I strongly argue that there is no such thing as a low-performing school—unless they are corporate Charters and they are much worse—but there are children who need a lot of support to overcome being low performing children with low literacy skills for whatever reason.
If a child doesn’t enjoy reading and has low literacy skills, it wasn’t a teachers fault.
If a child won’t do the classwork, it isn’t a teachers fault.
If a child doesn’t do the homework at home outside of school hours, it isn’t the teachers fault.
If a child doesn’t read books, it isn’t the teachers fault.
Under this type of plan, no one in authority cares what teachers think so release time is unnecessary. Teachers are seen as a nuisance, and as low level workers to be managed. The appointed DOE people will tell the schools what they have to do, and will make visits and bully “non-compliant” faculty who may (rightfully) complain that the prescribed curriculum and instructional methods are inferior. The plan does not include any social services, as students who need help will be pushed out of school entirely to doctor up the stats. That is how it worked in Florida, and I guess Elia thinks it is a perfectly good model. Appalling.
Exactly. My district did not receive any ‘extra’ money for the ‘improvement’ plans we were required to follow. The district had to pick up the cost of the extra 30 minutes a day teachers were made to work, the cost of materials for the ‘approved’ canned/scripted programs, and any extra personnel required.
That’s why the program disintegrated over a period of 3 years. There is no money and no appetite in the state capital for sending more our way.
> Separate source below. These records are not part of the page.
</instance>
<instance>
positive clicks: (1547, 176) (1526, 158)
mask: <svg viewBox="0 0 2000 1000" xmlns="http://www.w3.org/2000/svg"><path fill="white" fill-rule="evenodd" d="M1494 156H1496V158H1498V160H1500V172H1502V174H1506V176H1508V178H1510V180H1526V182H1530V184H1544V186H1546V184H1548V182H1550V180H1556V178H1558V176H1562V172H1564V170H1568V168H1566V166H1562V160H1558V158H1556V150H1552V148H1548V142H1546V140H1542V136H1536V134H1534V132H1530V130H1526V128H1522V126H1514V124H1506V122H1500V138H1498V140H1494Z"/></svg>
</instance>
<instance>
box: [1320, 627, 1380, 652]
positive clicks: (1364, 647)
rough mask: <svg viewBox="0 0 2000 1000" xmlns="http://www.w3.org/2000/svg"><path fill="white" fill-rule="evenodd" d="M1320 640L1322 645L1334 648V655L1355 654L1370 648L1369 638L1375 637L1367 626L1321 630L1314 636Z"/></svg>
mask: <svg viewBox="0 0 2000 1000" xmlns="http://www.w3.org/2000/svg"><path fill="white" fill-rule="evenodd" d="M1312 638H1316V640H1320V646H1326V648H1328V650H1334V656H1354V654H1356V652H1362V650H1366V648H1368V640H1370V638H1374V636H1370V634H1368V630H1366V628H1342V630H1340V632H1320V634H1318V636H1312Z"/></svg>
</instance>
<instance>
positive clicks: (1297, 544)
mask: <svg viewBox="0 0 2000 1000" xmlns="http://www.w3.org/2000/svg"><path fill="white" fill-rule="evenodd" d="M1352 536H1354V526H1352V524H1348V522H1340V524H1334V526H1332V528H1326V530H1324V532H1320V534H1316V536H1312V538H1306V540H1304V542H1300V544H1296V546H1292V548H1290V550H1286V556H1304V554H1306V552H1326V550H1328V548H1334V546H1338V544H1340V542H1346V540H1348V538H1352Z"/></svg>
It’s all gone to charters and private school vouchers.
The woman is an ignoramus or extremely cynical, or like most so-called education reformers, both: either she doesn’t realize that education is a gradual process (even the debased form of “McEducation” that uses scores on invalid tests as a proxy for learning) and that one year is not nearly enough to turn things around in a school. Or else she does know, and doesn’t care, since she was hired to do the bidding of her Overclass patrons.
That course of action seems more than short sighted, it’s stupid. Making a school a charter does not guarantee that it will improve. How about we pick a charter and a public school who are equally yoked, socio data, test scores, student makeup and give both a year to improve. An equally ridiculous quest. Plz New York, get a manager who knows what they are doing.
The recently published medical research about the effects of poverty on the brain, in JAMA Pediatrics, by Seth Pollak and Barbara Wolfe, makes Elia look like an a__.